Development of cohort model for maternal/newborn health analysis

joehcollins commented 2 months ago

(@tamuri starting new issue for discussions. @tbhallett FYI)

To improve the speed/scope of analyses relying on a suitable number of pregnancies/births within the simulation we want to develop an approach to run the model with a cohort of women who are pregnant at initialisation. We can then run the model for only 1 year (or 10 months) for analyses of outcomes allowing for a greater number of scenarios to be explored and more comprehensive sensitivity analyses.

To generate the properties of the pregnant population (including prevelance of modelled health conditions (e.g. HIV)) I ran a full model simulation with 250K people from 2010-2025 and logged the population.props row at pregnancy initiation. This generated a data frame of around 16K newly pregnant women in 2024.

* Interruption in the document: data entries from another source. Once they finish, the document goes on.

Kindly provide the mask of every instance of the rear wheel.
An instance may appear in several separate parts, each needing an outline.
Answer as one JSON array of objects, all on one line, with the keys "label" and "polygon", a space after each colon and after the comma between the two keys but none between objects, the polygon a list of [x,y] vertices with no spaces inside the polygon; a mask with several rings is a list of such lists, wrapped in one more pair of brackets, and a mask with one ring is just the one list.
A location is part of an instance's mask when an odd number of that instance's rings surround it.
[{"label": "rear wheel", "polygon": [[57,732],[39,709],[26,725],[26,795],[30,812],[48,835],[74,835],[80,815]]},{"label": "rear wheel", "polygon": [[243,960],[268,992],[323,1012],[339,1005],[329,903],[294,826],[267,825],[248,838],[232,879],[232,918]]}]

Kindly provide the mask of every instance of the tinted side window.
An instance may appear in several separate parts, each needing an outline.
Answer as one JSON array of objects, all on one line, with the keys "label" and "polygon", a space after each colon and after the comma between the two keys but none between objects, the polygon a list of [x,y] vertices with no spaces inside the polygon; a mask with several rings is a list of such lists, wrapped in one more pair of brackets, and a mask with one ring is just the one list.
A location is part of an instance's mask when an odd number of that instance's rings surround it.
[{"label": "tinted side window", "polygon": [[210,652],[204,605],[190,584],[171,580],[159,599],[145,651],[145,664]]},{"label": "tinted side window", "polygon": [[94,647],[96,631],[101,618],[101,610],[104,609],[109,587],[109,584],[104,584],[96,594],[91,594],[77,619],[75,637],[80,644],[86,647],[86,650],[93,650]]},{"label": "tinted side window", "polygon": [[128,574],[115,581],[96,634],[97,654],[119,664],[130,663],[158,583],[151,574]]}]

When I tried to force this data frame over the population props data frame at initialisation I came across a number of issues that I couldn't get around (see PR #1320).

joehcollins commented 2 months ago

Hi @tamuri - hoping to return to this when back from Malawi next week. Would it be useful to discuss further?

tamuri commented 2 months ago

Discussing with others at the next softeng meeting (this Friday 27th) to see how best to proceed.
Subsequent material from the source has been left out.